Google Dec. 23 confirmed that the Federal Trade Commission has asked the search engine for more information regarding its $750 million bid for mobile ad provider AdMob.
Google said the FTC issued a "second request" for information related to the deal, which was announced Nov. 9 and was slated to close in early 2010. The move, a signal that the agency has concerns about the planned purchase, will likely delay the acquisition to later in the year.
AdMob makes a software platform that helps customize digital display advertisements to small screens on smartphones, whose full Internet browsers make them a rich, new playground for mobile ads.
IDC analyst Karsten Weide said AdMob generated some $40 million in 2009, largely thanks to the success of ads running in applications on Apple's iPhone. The startup branched out to support smartphones running RIM, Nokia, Palm and Google's own Android operating system.
Unlike search advertising, where Google leads with some 90 percent of the market, there is no clear cut leader in the mobile ad market, which is very young even by the standards of digital media. Based on IDC's tracking of mobile ad sales, AdMob has 14 percent of the market and Google commands 10 percent.
Should Google and AdMob combine, they will have earned $68 million in mobile ad sales to give them 24 percent of the market, according to Weide, who told eWEEK this shouldn't be enough to warrant serious antitrust scrutiny. Millenial Media has 18 percent of the market, with Yahoo and Microsoft following with 11 and 8 percent shares, respectively.
Several mobile ad specialists lined up to express their support for the Google's attempt to buy AdMob. Supporters from Millenial, JumpTap and Greystripe said the deal validated the industry they toil in, but these companies also recognize the potential of a big payday from Microsoft or Yahoo, both of which could bid for their businesses and pay a fat premium akin to what Google offered for AdMob.
Still, the FTC's request threatens to put a damper on the deal and Google knows it has become a company of interest to regulators. Paul Feng, group product manager for Google, said in a blog post Dec. 23:
""We know that closer scrutiny has been one consequence of Google's success, and we've been talking to the U.S. Federal Trade Commission over the past few weeks... While this means we won't be closing right away, we're confident that the FTC will conclude that the rapidly growing mobile advertising space will remain highly competitive after this deal closes. And we'll be working closely and cooperatively with them as they continue their review.""
Whether that hitch is temporary or permanent remains to be seen, but the second request process is an arduous one that requires loads of documentation. According to this primer from the FTC:
"A Second Request combines a burdensome set of interrogatories with a burdensome document request.
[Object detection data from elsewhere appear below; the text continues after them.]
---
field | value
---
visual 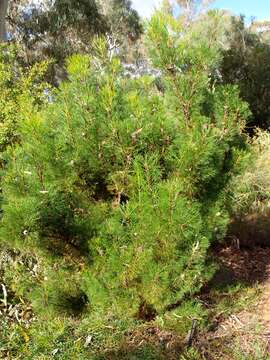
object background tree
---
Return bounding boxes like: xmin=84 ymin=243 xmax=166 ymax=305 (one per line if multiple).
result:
xmin=6 ymin=0 xmax=142 ymax=64
xmin=0 ymin=0 xmax=9 ymax=42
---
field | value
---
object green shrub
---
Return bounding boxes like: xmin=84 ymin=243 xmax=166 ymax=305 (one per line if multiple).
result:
xmin=2 ymin=13 xmax=249 ymax=334
xmin=0 ymin=44 xmax=49 ymax=152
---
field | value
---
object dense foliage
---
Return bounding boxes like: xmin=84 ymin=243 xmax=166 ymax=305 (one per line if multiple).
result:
xmin=2 ymin=13 xmax=248 ymax=332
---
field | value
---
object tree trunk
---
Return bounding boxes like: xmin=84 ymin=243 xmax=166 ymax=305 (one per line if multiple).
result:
xmin=0 ymin=0 xmax=8 ymax=42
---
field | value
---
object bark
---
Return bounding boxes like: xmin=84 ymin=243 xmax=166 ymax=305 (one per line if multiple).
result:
xmin=0 ymin=0 xmax=8 ymax=42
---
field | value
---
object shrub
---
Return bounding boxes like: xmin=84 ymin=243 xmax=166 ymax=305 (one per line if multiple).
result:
xmin=2 ymin=13 xmax=248 ymax=330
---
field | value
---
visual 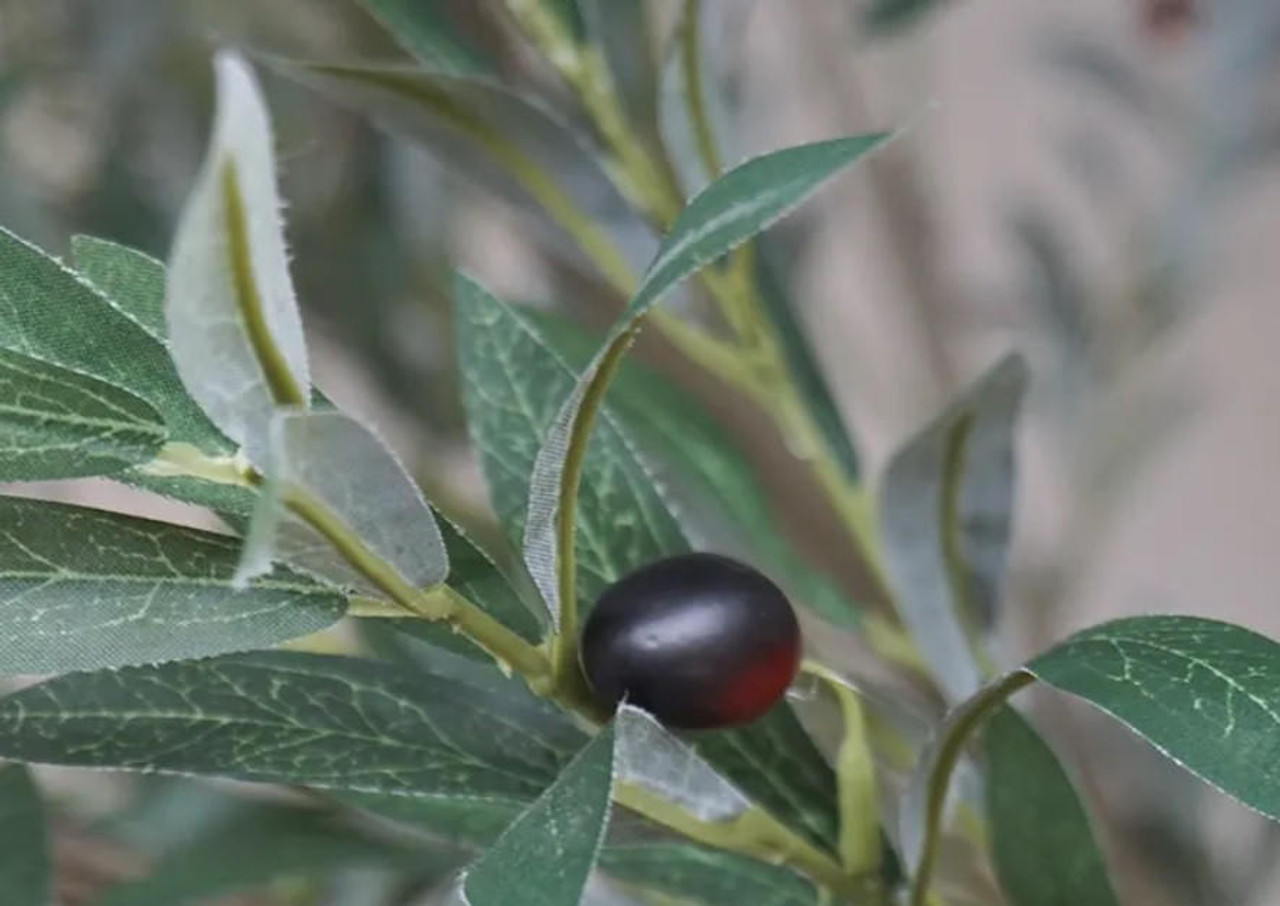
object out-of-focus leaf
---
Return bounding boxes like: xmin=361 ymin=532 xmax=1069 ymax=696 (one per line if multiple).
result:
xmin=755 ymin=243 xmax=861 ymax=484
xmin=600 ymin=841 xmax=820 ymax=906
xmin=1027 ymin=617 xmax=1280 ymax=820
xmin=522 ymin=311 xmax=861 ymax=628
xmin=95 ymin=806 xmax=461 ymax=906
xmin=360 ymin=0 xmax=493 ymax=76
xmin=266 ymin=58 xmax=654 ymax=267
xmin=242 ymin=409 xmax=449 ymax=587
xmin=0 ymin=497 xmax=346 ymax=674
xmin=165 ymin=52 xmax=311 ymax=466
xmin=456 ymin=278 xmax=686 ymax=619
xmin=0 ymin=349 xmax=166 ymax=481
xmin=879 ymin=356 xmax=1027 ymax=701
xmin=982 ymin=708 xmax=1119 ymax=906
xmin=462 ymin=727 xmax=613 ymax=906
xmin=0 ymin=651 xmax=581 ymax=802
xmin=0 ymin=764 xmax=54 ymax=906
xmin=72 ymin=235 xmax=253 ymax=514
xmin=863 ymin=0 xmax=942 ymax=35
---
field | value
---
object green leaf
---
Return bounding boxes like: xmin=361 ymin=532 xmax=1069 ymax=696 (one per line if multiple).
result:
xmin=600 ymin=841 xmax=819 ymax=906
xmin=456 ymin=278 xmax=687 ymax=616
xmin=0 ymin=651 xmax=582 ymax=802
xmin=0 ymin=764 xmax=54 ymax=906
xmin=265 ymin=58 xmax=640 ymax=258
xmin=755 ymin=244 xmax=861 ymax=485
xmin=378 ymin=512 xmax=543 ymax=662
xmin=462 ymin=728 xmax=613 ymax=906
xmin=457 ymin=278 xmax=836 ymax=847
xmin=863 ymin=0 xmax=942 ymax=35
xmin=524 ymin=133 xmax=887 ymax=637
xmin=879 ymin=356 xmax=1027 ymax=701
xmin=241 ymin=409 xmax=449 ymax=589
xmin=360 ymin=0 xmax=493 ymax=76
xmin=1027 ymin=617 xmax=1280 ymax=820
xmin=95 ymin=806 xmax=460 ymax=906
xmin=521 ymin=311 xmax=861 ymax=630
xmin=982 ymin=708 xmax=1119 ymax=906
xmin=0 ymin=497 xmax=346 ymax=674
xmin=0 ymin=349 xmax=166 ymax=481
xmin=165 ymin=52 xmax=311 ymax=465
xmin=72 ymin=235 xmax=255 ymax=514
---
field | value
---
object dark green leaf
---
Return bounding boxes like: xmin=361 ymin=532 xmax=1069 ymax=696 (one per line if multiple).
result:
xmin=1027 ymin=617 xmax=1280 ymax=820
xmin=360 ymin=0 xmax=492 ymax=76
xmin=600 ymin=841 xmax=819 ymax=906
xmin=863 ymin=0 xmax=942 ymax=35
xmin=0 ymin=349 xmax=166 ymax=481
xmin=456 ymin=279 xmax=687 ymax=611
xmin=524 ymin=311 xmax=861 ymax=628
xmin=0 ymin=497 xmax=346 ymax=674
xmin=982 ymin=708 xmax=1119 ymax=906
xmin=879 ymin=356 xmax=1027 ymax=701
xmin=0 ymin=764 xmax=52 ymax=906
xmin=463 ymin=728 xmax=613 ymax=906
xmin=0 ymin=651 xmax=582 ymax=802
xmin=95 ymin=806 xmax=461 ymax=906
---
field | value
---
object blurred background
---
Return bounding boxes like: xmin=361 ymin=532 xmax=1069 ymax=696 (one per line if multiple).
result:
xmin=0 ymin=0 xmax=1280 ymax=906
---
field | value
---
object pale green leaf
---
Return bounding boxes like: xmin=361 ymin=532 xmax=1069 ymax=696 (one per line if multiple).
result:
xmin=360 ymin=0 xmax=492 ymax=76
xmin=0 ymin=764 xmax=52 ymax=906
xmin=0 ymin=349 xmax=166 ymax=481
xmin=457 ymin=279 xmax=836 ymax=846
xmin=242 ymin=409 xmax=449 ymax=589
xmin=524 ymin=133 xmax=887 ymax=634
xmin=165 ymin=52 xmax=311 ymax=463
xmin=0 ymin=651 xmax=582 ymax=801
xmin=72 ymin=235 xmax=253 ymax=514
xmin=0 ymin=497 xmax=346 ymax=674
xmin=879 ymin=356 xmax=1027 ymax=701
xmin=456 ymin=278 xmax=687 ymax=616
xmin=982 ymin=708 xmax=1119 ymax=906
xmin=462 ymin=727 xmax=613 ymax=906
xmin=522 ymin=311 xmax=861 ymax=630
xmin=1027 ymin=617 xmax=1280 ymax=820
xmin=93 ymin=806 xmax=461 ymax=906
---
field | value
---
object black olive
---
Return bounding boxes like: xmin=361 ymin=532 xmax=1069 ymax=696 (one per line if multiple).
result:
xmin=581 ymin=554 xmax=800 ymax=729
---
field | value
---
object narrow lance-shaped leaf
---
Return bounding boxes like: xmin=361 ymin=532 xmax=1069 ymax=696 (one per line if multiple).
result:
xmin=0 ymin=764 xmax=54 ymax=906
xmin=982 ymin=708 xmax=1119 ymax=906
xmin=72 ymin=235 xmax=253 ymax=514
xmin=902 ymin=617 xmax=1280 ymax=902
xmin=0 ymin=651 xmax=582 ymax=802
xmin=0 ymin=349 xmax=166 ymax=481
xmin=360 ymin=0 xmax=492 ymax=74
xmin=879 ymin=356 xmax=1027 ymax=701
xmin=165 ymin=52 xmax=311 ymax=463
xmin=93 ymin=806 xmax=461 ymax=906
xmin=458 ymin=280 xmax=836 ymax=847
xmin=232 ymin=409 xmax=449 ymax=587
xmin=0 ymin=497 xmax=346 ymax=674
xmin=462 ymin=727 xmax=614 ymax=906
xmin=524 ymin=133 xmax=887 ymax=627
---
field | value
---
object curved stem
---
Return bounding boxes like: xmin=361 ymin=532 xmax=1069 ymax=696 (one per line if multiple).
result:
xmin=910 ymin=671 xmax=1036 ymax=906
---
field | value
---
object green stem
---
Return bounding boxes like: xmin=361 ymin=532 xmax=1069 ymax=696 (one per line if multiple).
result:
xmin=910 ymin=671 xmax=1036 ymax=906
xmin=800 ymin=660 xmax=883 ymax=874
xmin=680 ymin=0 xmax=724 ymax=179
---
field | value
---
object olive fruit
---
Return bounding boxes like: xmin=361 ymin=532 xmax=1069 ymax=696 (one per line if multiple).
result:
xmin=580 ymin=554 xmax=800 ymax=729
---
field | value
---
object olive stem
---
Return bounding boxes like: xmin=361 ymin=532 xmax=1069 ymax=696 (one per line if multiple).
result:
xmin=800 ymin=659 xmax=883 ymax=874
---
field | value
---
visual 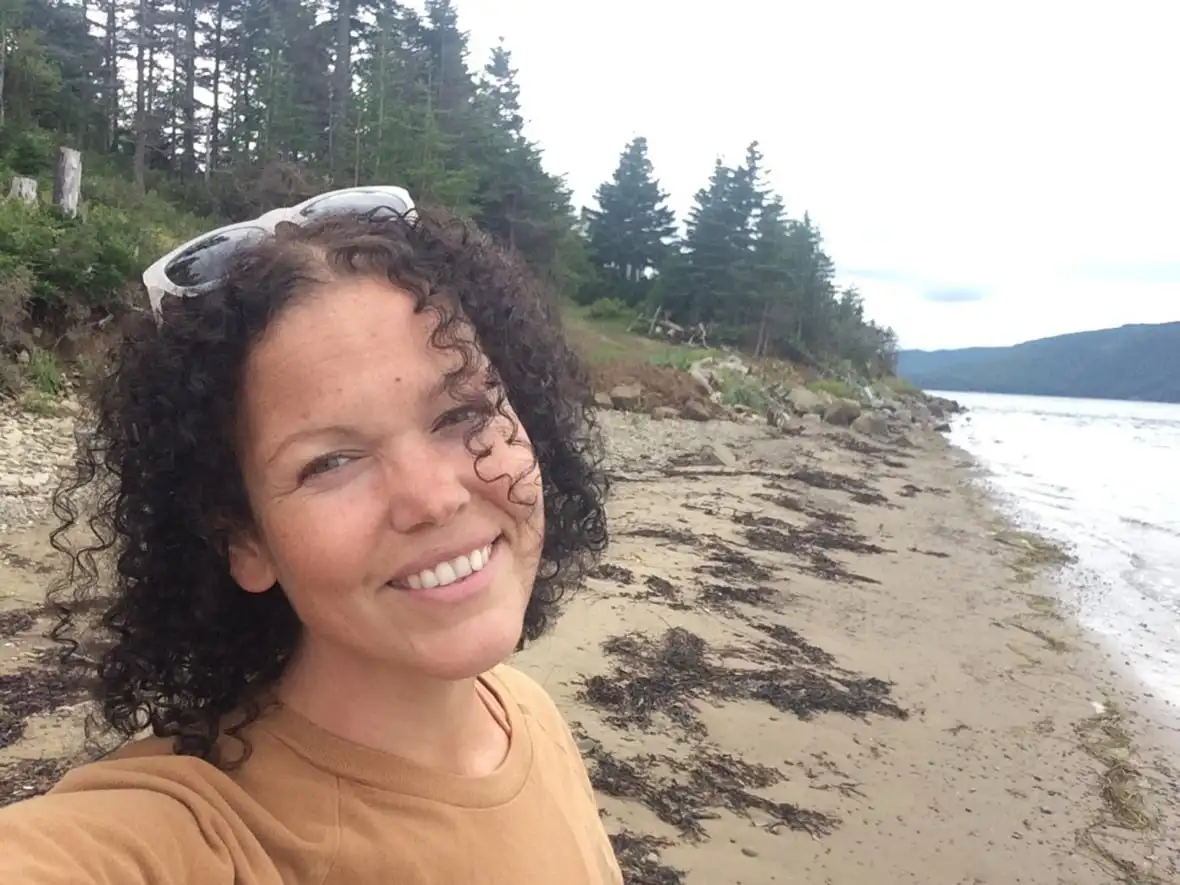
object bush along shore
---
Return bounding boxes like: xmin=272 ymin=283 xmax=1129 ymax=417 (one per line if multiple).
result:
xmin=0 ymin=391 xmax=1180 ymax=885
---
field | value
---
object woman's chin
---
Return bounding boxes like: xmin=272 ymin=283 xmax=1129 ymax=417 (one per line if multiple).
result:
xmin=414 ymin=617 xmax=524 ymax=681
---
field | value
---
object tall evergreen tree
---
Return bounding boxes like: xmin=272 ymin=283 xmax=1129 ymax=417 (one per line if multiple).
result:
xmin=584 ymin=137 xmax=676 ymax=303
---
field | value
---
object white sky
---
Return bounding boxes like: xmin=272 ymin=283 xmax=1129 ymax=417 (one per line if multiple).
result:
xmin=457 ymin=0 xmax=1180 ymax=348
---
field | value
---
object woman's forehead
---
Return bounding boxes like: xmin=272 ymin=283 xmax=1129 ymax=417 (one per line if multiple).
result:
xmin=243 ymin=278 xmax=481 ymax=430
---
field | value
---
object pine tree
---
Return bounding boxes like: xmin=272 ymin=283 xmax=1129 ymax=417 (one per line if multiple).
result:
xmin=584 ymin=137 xmax=676 ymax=303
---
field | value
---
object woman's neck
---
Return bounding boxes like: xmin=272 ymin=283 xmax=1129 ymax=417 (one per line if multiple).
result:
xmin=276 ymin=647 xmax=509 ymax=776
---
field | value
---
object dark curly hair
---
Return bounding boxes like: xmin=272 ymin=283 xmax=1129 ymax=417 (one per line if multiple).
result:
xmin=50 ymin=212 xmax=607 ymax=762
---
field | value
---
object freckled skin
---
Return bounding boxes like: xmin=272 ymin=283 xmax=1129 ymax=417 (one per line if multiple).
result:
xmin=231 ymin=278 xmax=544 ymax=691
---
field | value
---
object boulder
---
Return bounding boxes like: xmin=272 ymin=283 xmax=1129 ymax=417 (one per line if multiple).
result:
xmin=787 ymin=387 xmax=828 ymax=415
xmin=610 ymin=385 xmax=643 ymax=412
xmin=824 ymin=400 xmax=860 ymax=427
xmin=704 ymin=443 xmax=738 ymax=467
xmin=910 ymin=402 xmax=935 ymax=426
xmin=852 ymin=412 xmax=889 ymax=437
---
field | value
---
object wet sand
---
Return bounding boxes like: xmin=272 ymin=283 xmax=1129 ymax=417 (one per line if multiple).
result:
xmin=0 ymin=413 xmax=1180 ymax=885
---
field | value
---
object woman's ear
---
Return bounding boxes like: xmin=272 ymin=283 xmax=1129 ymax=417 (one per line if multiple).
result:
xmin=229 ymin=531 xmax=278 ymax=594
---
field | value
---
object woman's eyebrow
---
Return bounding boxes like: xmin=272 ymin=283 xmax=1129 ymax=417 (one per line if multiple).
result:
xmin=267 ymin=424 xmax=356 ymax=464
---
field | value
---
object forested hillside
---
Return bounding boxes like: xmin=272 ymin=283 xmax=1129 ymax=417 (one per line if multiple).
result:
xmin=0 ymin=0 xmax=894 ymax=387
xmin=898 ymin=322 xmax=1180 ymax=402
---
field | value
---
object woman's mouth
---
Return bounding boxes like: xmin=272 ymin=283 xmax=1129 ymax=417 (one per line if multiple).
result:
xmin=387 ymin=538 xmax=503 ymax=602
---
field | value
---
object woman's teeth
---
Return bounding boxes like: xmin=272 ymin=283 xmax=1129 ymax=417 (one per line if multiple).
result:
xmin=406 ymin=544 xmax=492 ymax=590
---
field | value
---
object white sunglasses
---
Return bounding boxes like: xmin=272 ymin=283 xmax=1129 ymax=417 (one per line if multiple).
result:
xmin=143 ymin=185 xmax=418 ymax=320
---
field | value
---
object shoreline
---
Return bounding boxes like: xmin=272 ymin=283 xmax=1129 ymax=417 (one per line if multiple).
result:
xmin=946 ymin=434 xmax=1180 ymax=736
xmin=0 ymin=412 xmax=1180 ymax=885
xmin=518 ymin=413 xmax=1180 ymax=885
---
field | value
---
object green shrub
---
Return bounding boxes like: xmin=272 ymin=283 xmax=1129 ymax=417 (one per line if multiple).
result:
xmin=807 ymin=378 xmax=860 ymax=400
xmin=648 ymin=346 xmax=708 ymax=372
xmin=721 ymin=372 xmax=768 ymax=412
xmin=878 ymin=375 xmax=922 ymax=396
xmin=0 ymin=201 xmax=191 ymax=310
xmin=27 ymin=347 xmax=66 ymax=396
xmin=586 ymin=299 xmax=635 ymax=320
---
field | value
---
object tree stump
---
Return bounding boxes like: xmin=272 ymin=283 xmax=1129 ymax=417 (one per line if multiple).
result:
xmin=53 ymin=148 xmax=81 ymax=216
xmin=8 ymin=175 xmax=37 ymax=205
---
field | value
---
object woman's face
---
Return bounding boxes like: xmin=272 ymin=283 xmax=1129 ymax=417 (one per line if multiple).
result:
xmin=230 ymin=278 xmax=544 ymax=680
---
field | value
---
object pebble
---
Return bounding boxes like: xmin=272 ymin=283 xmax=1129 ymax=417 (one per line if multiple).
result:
xmin=0 ymin=402 xmax=78 ymax=535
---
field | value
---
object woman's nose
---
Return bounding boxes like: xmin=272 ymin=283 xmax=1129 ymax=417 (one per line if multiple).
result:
xmin=386 ymin=443 xmax=473 ymax=533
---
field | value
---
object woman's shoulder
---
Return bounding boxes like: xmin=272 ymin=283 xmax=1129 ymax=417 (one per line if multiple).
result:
xmin=489 ymin=664 xmax=573 ymax=749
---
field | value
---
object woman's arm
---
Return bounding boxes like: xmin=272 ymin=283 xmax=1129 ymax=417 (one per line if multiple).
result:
xmin=0 ymin=789 xmax=235 ymax=885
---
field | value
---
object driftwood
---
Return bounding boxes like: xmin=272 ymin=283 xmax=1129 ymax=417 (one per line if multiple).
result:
xmin=627 ymin=307 xmax=709 ymax=347
xmin=53 ymin=148 xmax=81 ymax=216
xmin=8 ymin=175 xmax=37 ymax=204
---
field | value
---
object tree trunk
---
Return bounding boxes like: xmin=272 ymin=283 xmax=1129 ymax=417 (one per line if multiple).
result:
xmin=53 ymin=148 xmax=81 ymax=217
xmin=181 ymin=0 xmax=197 ymax=176
xmin=133 ymin=0 xmax=149 ymax=194
xmin=328 ymin=0 xmax=353 ymax=178
xmin=105 ymin=0 xmax=119 ymax=151
xmin=205 ymin=2 xmax=225 ymax=182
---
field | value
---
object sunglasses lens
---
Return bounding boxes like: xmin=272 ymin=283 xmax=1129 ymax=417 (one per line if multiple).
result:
xmin=300 ymin=191 xmax=411 ymax=221
xmin=164 ymin=228 xmax=267 ymax=287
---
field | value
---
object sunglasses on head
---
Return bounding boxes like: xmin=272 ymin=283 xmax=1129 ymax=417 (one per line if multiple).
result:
xmin=143 ymin=185 xmax=415 ymax=320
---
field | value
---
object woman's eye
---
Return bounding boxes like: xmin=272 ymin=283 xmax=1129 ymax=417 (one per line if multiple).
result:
xmin=434 ymin=406 xmax=487 ymax=431
xmin=299 ymin=454 xmax=349 ymax=483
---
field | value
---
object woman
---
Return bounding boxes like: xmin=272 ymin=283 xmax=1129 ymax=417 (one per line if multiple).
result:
xmin=0 ymin=195 xmax=621 ymax=885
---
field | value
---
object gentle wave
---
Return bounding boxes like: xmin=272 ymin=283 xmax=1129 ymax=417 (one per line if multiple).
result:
xmin=944 ymin=393 xmax=1180 ymax=703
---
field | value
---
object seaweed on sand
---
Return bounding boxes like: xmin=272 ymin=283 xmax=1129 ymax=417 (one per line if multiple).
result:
xmin=696 ymin=540 xmax=774 ymax=584
xmin=588 ymin=563 xmax=635 ymax=584
xmin=0 ymin=667 xmax=86 ymax=749
xmin=0 ymin=609 xmax=37 ymax=638
xmin=586 ymin=746 xmax=839 ymax=843
xmin=581 ymin=625 xmax=907 ymax=738
xmin=696 ymin=584 xmax=787 ymax=616
xmin=0 ymin=756 xmax=71 ymax=808
xmin=610 ymin=830 xmax=684 ymax=885
xmin=734 ymin=514 xmax=885 ymax=584
xmin=618 ymin=527 xmax=701 ymax=548
xmin=636 ymin=575 xmax=690 ymax=610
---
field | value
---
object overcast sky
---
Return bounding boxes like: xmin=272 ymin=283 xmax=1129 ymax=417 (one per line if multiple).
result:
xmin=457 ymin=0 xmax=1180 ymax=348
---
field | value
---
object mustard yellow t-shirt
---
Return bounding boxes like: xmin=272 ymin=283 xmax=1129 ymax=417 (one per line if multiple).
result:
xmin=0 ymin=667 xmax=622 ymax=885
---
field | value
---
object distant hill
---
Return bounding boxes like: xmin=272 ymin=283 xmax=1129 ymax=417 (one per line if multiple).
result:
xmin=898 ymin=322 xmax=1180 ymax=402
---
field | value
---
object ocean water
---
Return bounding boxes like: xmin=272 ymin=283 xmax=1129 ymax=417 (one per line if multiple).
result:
xmin=942 ymin=393 xmax=1180 ymax=708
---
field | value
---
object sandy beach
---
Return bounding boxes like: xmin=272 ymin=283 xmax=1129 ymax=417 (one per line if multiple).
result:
xmin=0 ymin=412 xmax=1180 ymax=885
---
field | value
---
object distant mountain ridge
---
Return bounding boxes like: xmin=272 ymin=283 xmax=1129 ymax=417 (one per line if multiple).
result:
xmin=897 ymin=322 xmax=1180 ymax=402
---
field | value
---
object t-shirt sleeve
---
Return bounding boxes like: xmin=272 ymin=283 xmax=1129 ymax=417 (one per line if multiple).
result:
xmin=0 ymin=789 xmax=234 ymax=885
xmin=497 ymin=667 xmax=598 ymax=806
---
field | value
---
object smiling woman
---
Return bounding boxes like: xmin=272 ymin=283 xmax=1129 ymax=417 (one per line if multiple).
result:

Responding to the interrogatory specifications of a Second Request may entail tortuous excavation of financial databases that were not originally designed to capture the data sought by the government."
To be sure, Google's dominance in search advertising and expansion into several Web services in recent years have made it a larger target for federal regulators. The company bought video-sharing power YouTube and had to fight to acquire online display ad giant DoubleClick for $3.1 billion.
Google in the last several months came under scrutiny for its Google Book Search proposal, which the Department of Justice urged the New York District Court presiding over the settlement to reject on grounds that it violated antitrust laws.